Jurgen Klinsmann is out as United States National Team coach — and it’s probably a fair exit, given the team’s recent form and his proclivity for fighting back against U.S. fans as ignorant whiners.
But while we could go on and on about that, it’s hardly the focus of this blog — we’ll leave that to Stars and Stripes FC — and while we may talk about it from time to time, it’s probably better for us to focus on our own wheelhouse.
So turning toward Real Salt Lake, it becomes pretty easy to see how Jurgen Klinsmann had a positive effect on Kyle Beckerman’s career trajectory. Beckerman, who simply wasn’t being selected by Bob Bradley with too much regularity — at least not for the big matches — became one of “Klinsmann’s guys.” That was the popular perception, at least. It was the big matches that defined that attitude, with the notable exception of that U.S. vs. Belgium match in the last World Cup. Let’s not go there, though.
But really, Beckerman’s career was boosted by two things.
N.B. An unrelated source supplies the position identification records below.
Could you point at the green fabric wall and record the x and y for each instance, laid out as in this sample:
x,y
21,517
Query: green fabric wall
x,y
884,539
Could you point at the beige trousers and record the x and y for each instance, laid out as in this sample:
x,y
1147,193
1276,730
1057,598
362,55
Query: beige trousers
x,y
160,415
First, a renewed faith in him afforded him the opportunity to impress on a broader stage, and while fans rarely recognized his impact on matches, he was there as a defensive metronome. We know he can get up and down on the field as needed, but as the holding midfielder without much instruction for adventure, he helped control matches.
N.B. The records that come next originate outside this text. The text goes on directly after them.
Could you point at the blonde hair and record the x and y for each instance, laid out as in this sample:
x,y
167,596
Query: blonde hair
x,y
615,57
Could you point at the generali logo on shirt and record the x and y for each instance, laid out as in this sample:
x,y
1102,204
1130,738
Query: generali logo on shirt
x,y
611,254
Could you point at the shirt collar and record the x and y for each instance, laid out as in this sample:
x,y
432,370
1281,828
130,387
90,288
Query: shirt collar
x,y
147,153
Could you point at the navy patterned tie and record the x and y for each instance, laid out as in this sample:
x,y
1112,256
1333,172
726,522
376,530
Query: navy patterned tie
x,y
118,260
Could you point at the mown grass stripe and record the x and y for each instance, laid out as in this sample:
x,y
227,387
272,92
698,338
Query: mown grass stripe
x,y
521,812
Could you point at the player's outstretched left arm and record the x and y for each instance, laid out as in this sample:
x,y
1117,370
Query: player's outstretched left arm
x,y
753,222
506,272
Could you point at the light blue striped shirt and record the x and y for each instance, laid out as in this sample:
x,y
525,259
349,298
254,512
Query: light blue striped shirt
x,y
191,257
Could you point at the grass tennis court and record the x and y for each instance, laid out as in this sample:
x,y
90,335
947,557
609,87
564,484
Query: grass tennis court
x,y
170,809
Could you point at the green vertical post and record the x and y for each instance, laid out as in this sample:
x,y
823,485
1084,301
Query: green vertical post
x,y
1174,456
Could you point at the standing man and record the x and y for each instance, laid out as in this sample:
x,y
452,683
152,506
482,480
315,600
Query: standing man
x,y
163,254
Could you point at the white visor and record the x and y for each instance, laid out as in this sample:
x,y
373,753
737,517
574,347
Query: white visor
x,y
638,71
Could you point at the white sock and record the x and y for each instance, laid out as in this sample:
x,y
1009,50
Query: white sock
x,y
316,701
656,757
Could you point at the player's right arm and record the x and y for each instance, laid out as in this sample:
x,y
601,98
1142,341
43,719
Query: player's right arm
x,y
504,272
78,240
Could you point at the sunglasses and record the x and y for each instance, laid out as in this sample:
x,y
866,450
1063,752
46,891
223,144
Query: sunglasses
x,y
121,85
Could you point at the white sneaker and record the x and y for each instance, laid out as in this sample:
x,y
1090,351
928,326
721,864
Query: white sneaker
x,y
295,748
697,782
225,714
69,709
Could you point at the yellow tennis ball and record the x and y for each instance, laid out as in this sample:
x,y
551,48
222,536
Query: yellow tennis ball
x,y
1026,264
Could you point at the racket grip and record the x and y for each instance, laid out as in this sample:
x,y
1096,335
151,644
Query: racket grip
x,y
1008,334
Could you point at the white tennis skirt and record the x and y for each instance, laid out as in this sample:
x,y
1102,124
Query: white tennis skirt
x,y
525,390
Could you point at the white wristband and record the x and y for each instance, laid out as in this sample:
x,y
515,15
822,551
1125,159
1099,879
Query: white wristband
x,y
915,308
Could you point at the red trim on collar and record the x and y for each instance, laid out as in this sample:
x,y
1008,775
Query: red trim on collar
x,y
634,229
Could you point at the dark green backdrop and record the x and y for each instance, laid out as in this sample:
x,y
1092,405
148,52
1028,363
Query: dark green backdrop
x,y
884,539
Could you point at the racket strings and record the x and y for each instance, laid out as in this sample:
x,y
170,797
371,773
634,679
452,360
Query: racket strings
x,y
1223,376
Second, a focus on fitness, through diet and training, certainly affected Beckerman’s career. While we’re certainly not going to suggest that it’s the only factor, I think we can say that we might be looking at a 34-year-old Kyle Beckerman in the twilight of his career — maybe at a last season — if it weren’t for improved fitness and diet regimens.
So, while we celebrate the departure of Jurgen Klinsmann, let’s just take a moment to remember the group stage of the 2014 FIFA World Cup, and that for a brief moment, our captain was given the world as his stage — and he looked good doing it.
"Yeah, I was surprised," said the dreadlocked Beckerman. "[Bob] Bradley got fired and maybe a week later Jurgen was the coach. But I didn't want to get my hopes up. For a while, I thought it was kind of a closed door for me. Things change quickly. All of a sudden -- coaching change and I get in there."